Starbucks provided one more bit of clarification about free access related to its stored-value card: I understood last week that Starbucks required a single purchase on a Starbucks Card every 30 days to enable two hours of free service each day. This would cover any stored-value card, including gift cards, but unrelated to their Visa-branded Duetto card.
In fact, as a Starbucks spokesperson confirmed to me and my colleague Eric Lai at Computerworld that you either need to make a purchase or put more value on the card. As Lai points out, if you're extremely pecuniary, you could make a purchase every 60 days and put value on the card (a minimum of $5 each time) on alternating 60-day periods. I actually quite like the cold sandwiches and salads at Starbucks if I'm not a fan of their roasting style, so I'll have no trouble with this requirement.
Lai also teased out one more detail: the free access is for two consecutive hours of service each day, not for two hours in sum. Which means that if you need to use the service more than two hours apart in two locations, you need to either set up multiple accounts and have multiple Starbucks Cards; pay the $4 for two consecutive hour as-you-need-it price; or be a subscriber to a network like Boingo or AT&T.
My dirty little secret as a Wi-Fi-focused reporter is that I have never had a subscription to any hotspot service for more than a month or two at a time, as I travel rarely these days and have found that paying nothing or $5 to $10 for a handful of sessions has outweighed the monthly fees. Now, however, I'm a Boingo subscriber, and will remain one--not to play favorites, but they have the best deal for my purposes in wandering around Seattle, and occasionally winding up in airports and downtowns of various cities.
On my prediction that Starbucks would never be free: I was off base in this prediction, but I predicated my prognostication on the notion that T-Mobile would never give service away for free. It had never entered my head that Starbucks would suddenly open negotiations to replace T-Mobile. My various sources indicate that the plan came about pretty quickly, and that T-Mobile was surprised to find itself not the winner. This is clearly part of the new direction that Howard Schultz is taking the company, but CTO Chris Bruzzo told me a week that when he arrived about a year ago at Starbucks, he was revved up on making sure that Wi-Fi was a more integral part of the store experience; now it will be.
T-Mobile apparently had no interest in being involved in providing more free service, and isn't in a position to use Wi-Fi as a tool for loyalty as AT&T can. AT&T is selling cell and landline and wired broadband; this extension of Wi-Fi to Starbucks costs them a rounding error, and reduces their churn by some unknown factor. If 100,000 people a year choose to stick to AT&T, and perhaps even expand their services, that's potentially $200m in revenue (100,000 people times $2,000 a year between cell contracts, phone, and broadband) that they would otherwise have had to spend tens of millions of marketing dollars to keep or would have lost entirely.
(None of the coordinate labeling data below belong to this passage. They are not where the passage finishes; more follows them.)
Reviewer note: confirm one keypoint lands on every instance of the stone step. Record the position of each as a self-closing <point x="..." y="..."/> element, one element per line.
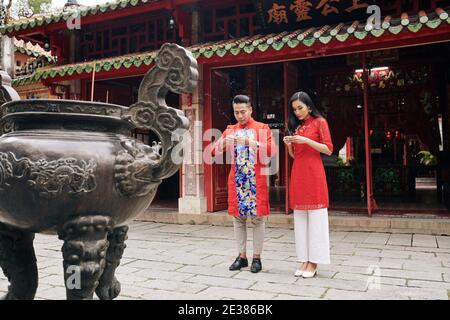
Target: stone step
<point x="432" y="225"/>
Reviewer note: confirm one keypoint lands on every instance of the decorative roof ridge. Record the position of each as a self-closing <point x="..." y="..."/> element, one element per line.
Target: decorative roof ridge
<point x="39" y="20"/>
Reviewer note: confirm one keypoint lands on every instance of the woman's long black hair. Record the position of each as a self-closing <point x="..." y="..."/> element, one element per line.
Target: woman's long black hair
<point x="293" y="121"/>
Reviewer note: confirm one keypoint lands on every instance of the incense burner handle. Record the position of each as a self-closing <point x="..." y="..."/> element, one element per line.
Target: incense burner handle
<point x="7" y="93"/>
<point x="175" y="70"/>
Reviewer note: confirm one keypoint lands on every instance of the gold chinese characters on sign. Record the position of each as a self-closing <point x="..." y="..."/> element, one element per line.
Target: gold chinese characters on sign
<point x="304" y="10"/>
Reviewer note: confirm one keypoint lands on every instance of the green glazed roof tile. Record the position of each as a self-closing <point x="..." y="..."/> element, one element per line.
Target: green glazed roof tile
<point x="235" y="47"/>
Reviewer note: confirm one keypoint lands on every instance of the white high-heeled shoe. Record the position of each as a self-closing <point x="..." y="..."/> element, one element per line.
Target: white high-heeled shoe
<point x="298" y="273"/>
<point x="309" y="274"/>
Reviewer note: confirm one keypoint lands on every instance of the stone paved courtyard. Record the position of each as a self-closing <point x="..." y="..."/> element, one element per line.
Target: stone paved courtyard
<point x="170" y="261"/>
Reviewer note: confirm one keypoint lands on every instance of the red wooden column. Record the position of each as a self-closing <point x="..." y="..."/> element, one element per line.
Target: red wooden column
<point x="369" y="192"/>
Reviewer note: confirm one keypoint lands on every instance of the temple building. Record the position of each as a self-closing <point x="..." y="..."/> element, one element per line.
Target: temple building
<point x="378" y="70"/>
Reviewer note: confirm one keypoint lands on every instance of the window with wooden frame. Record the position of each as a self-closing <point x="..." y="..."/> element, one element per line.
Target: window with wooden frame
<point x="222" y="20"/>
<point x="136" y="34"/>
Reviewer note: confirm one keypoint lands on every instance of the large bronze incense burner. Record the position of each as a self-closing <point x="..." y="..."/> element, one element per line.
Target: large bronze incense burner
<point x="72" y="169"/>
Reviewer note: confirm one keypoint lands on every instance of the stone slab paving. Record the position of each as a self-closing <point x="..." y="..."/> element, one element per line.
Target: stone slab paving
<point x="180" y="262"/>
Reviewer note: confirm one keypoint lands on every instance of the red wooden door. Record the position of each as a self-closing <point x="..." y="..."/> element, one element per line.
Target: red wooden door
<point x="290" y="87"/>
<point x="220" y="108"/>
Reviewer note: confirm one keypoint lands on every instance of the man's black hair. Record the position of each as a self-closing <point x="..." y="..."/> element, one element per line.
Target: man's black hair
<point x="241" y="99"/>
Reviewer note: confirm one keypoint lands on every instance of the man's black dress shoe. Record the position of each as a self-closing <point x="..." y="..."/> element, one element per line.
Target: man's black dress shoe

Will McDonald's go free? That's the next question. Starbucks was set up on a collision course with McDonald's as Starbucks introduced hot food and other services; but the ovens are being pulled out of the coffee giant, even as Mickey D puts espresso bars into most of its stores. McDonald's move seems a bad idea. However, the spirit of competition might drive the fast-food purveyor to offer a similar customer loyalty program for free access. At one point, you got two hours of free service in McDonald's for a purchase, but it's unclear to me from all McDonald's branding whether that's still the case.